Für Anneliese, Friedrich-Wilhelm und AdolfMein Buch ist ein Roman. Ähnlichkeiten mit lebenden oder verstorbenen Personen, mit Orten oder tatsächlichen Begebenheiten wären rein zufällig.H. Sch.

In der Geschichte benutzt der Autor Worte wie »Neger« und »Zigeuner« im Sprachgebrauch des Jahres 1947. Auch gibt er Vorurteile seiner jungen Protagonisten wieder.

1

Als es passierte, lebte ich schon seit vier Jahren bei verwandten Bauern südlich von Lüneburg. Obwohl ich weder ein Waisenkind war wie Luise noch ein Findling mit geheimnisvoller Herkunft.

Zwischen meinen Eltern und mir hatte es nur noch Zankerei und gegenseitiges Belauern gegeben. Wie feindliche Soldaten im Schützengraben, hat mein Vater es einmal ausgedrückt. Der Alte redete gern in Vergleichen aus dem Krieg, wo sie ihm beim ersten Kampfeinsatz in Polen ein Bein weggeschossen haben. Danach hatte er mehr Zeit, sich um mich zu kümmern. Manchmal benutzte er dazu seine Krücken.

Irgendwann hatten meine Eltern meine Verstocktheit satt, wie sie es nannten, und schickten mich weg.

Mein Vater hatte mir angedroht, mich in das Internat einer Missionsgesellschaft zu stecken. Er war als Kind ein paar Jahre selbst dort gewesen und es hätte ihm nicht geschadet. Ob er das wirklich glaubte, weiß ich nicht.

Falls du dir darunter nichts vorstellen kannst: Es ist ein Gefängnis für Kinder, wo sie täglich prügeln und alles kontrollieren, vom Rotzabwischen bis zum Beten. Ohne Frömmigkeit zu heucheln überlebst du nicht. Ich hatte in dieser Haftanstalt einmal einen Freund aus meiner früheren Klasse besucht. Ich wurde nur vorgelassen, weil seine Mutter mich mitgenommen hatte. Er sah schon nach wenigen Monaten aus wie andere nach drei Jahren Straflager in Sibirien. Ein Wunder, dass er mich noch erkannte.

Onkel und Tante retteten mich vor der frommen Hölle. Sie hörten von meinen Schwierigkeiten zu Hause und holten mich ab. Diese Bauersleute gaben mir keinen Anlass, das böse Kind zu spielen oder ekelhaft zu sein. Außerdem war hier viel mehr los, täglich Leute um mich herum, spannende Klatschgeschichten aus der Nachbarschaft und jede Menge Tiere. Ich hätte es nicht besser treffen können! Dass ich mehr als zu Hause arbeiten musste, fand ich völlig in Ordnung. Hier arbeiteten ja alle und ich war mittendrin.

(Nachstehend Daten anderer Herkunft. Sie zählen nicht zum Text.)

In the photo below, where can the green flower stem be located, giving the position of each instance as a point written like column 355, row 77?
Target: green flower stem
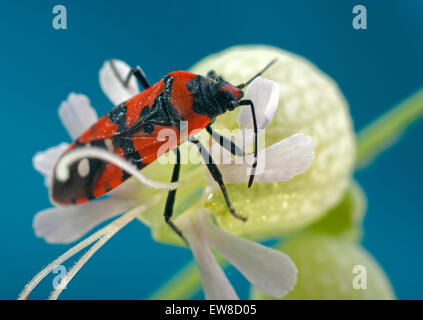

Man könnte denken, ich wollte meine Eltern als Monster darstellen. Das ist nicht meine Absicht. Ich muss zugeben, dass ich auch viel Mist gebaut hatte. Frag mich nicht, welcher Teufel mich geritten hat. Ich weiß es nämlich selber nicht.

Auf dem Bauernhof ging es mir gut. Nur meine ältere Schwester vermisste ich. Wir schrieben uns Briefe. Ich überlegte mir gut, was ich schrieb, denn ich war sicher, meine Eltern würden meine Briefe aufmachen und lesen. In besonderen Fällen benutzte ich die Adresse ihrer Freundin. Dann konnte ich ihr auch Sachen schreiben, die unsere Eltern nicht unbedingt mitkriegen sollten. Davon gab es einige. Ist ja wohl auch normal.

Meine Schwester konnte mir schreiben, was sie wollte. Wo ich jetzt lebte, machte niemand fremde Briefe auf. Und niemand ohrfeigte mich bei jeder Gelegenheit. Hier wurde überhaupt nicht geprügelt!

Nach viereinhalb Jahren war das schöne Leben vorbei. Meine Eltern wollten mich auf eine höhere Schule schicken. Was danach kam, war nicht so toll, gehört aber nicht hierher.

Hier geht es um eine andere Geschichte.

2

Günter sah ich zum ersten Mal zwei Monate vor Ende des Krieges, Mitte Februar 1945. Da ahnte ich noch nicht, dass ich mal mit ihm zu tun haben würde.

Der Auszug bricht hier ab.